High Court and Court of Appeal found in favour of Minister and refused to quash passport rejection

The Supreme Court has overturned a finding that the Irish citizenship of a child born in the State to an Afghan father, who gave false information on a refugee application, should be revoked.

The father arrived here in 2005 and was granted refugee status in 2006. The child, whose Afghan mother came to Ireland in 2012 on the basis of family reunification, was born on June 1st, 2013.

During this time, the father had travelled back to Afghanistan in September 2012 for two months. On his return, immigration officials at Dublin Airport discovered that his fingerprints matched those of a man who had been refused asylum in the UK in 2005, a year before he first came to Ireland. The father’s refugee status was revoked with effect from August 31st, 2013.

When an application was made in February 2014 for an Irish passport for the child, it was refused on the basis of the father’s previously fraudulent application for refugee status. The family continued to live in Ireland because the mother was granted refugee status in 2015, as was the child. The father has also been granted permission to remain in the State on the basis of family reunification.


The child, through his father, brought judicial review proceedings challenging the passport refusal.

The Minister for Foreign Affairs and Trade and the Passport Appeals Officer were respondents, with the Irish Human Rights and Equality Commission joined as an amicus curiae (friend of the court). The respondents opposed the action.

The High Court refused to quash the passport refusal decision.
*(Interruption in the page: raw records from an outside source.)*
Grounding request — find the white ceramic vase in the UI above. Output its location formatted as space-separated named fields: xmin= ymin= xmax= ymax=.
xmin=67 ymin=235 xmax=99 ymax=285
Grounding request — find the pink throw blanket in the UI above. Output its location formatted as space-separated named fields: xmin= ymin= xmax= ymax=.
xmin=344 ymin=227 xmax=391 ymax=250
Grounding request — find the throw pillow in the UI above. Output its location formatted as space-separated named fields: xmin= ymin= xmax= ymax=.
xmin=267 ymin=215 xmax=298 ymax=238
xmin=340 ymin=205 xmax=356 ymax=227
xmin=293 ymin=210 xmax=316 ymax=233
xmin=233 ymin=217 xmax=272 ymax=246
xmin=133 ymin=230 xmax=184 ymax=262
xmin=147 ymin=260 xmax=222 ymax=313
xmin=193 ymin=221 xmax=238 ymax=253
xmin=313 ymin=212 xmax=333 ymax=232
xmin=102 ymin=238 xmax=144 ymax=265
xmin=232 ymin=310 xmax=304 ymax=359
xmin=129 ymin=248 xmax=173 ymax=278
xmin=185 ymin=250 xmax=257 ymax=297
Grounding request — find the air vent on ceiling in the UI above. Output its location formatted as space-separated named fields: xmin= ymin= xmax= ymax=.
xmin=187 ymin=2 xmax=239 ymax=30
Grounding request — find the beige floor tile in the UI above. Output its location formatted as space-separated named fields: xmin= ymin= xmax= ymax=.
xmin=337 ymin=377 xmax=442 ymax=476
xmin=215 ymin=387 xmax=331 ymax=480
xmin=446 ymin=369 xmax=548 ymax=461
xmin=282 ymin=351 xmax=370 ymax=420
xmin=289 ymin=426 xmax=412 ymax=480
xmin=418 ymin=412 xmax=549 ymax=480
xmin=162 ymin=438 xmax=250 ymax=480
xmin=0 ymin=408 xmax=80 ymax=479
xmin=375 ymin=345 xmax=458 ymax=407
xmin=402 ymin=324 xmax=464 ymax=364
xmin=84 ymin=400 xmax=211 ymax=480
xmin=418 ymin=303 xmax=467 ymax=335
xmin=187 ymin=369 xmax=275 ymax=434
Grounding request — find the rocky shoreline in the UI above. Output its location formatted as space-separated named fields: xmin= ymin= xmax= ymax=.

That was appealed to the Court of Appeal (CoA), which found that permission to remain in the State that was procured through false and misleading representations was not a declaration that was “in force”.

It was therefore not reckonable for the purposes of deciding on citizenship under section 6A of the Nationality and Citizenship Act 1956.

The CoA relied on the principle that “fraud unravels everything” and no benefit could therefore flow from the father’s refugee status which should never have been granted.

The father was granted a further appeal to the Supreme Court which, on Thursday, in a unanimous decision of the five judges, overturned the CoA finding.

Giving the main judgment, Ms Justice Elizabeth Dunne said, among other things, it was difficult on the face of it to argue with the CoA’s conclusion that by providing false and misleading information it would appear that the declaration of the father’s refugee status was void from the beginning.


However, she said, in order to reach that conclusion, it was necessary to ignore the fact that the Minister has discretion about whether or not she will revoke the refugee status and is only required to do so when it is considered appropriate.

Such discretion would have enabled the Minister, in an appropriate case, to consider the effect of a decision to revoke on those who “would appear to have obtained derivative rights prior to the revocation”.

Taking that language into consideration, as well as the language used in the 2004 Immigration Act regulating the presence of foreign nationals in the State, it seemed to the judge that while a declaration of refugee status is in force, and until such time as it is revoked, it must be regarded as valid.

“I simply cannot accept the view that the effect of the revocation in such circumstances is to render the declaration void ab initio [from the beginning],” she said.

In a concurring judgment, Chief Justice Donal O’Donnell said that in the absence of clear language to the contrary, statutes could not retrospectively change the legal nature of past conduct.

The revocation of refugee status took effect from the date of revocation and did not relate back to the facts leading to the revocation, he said.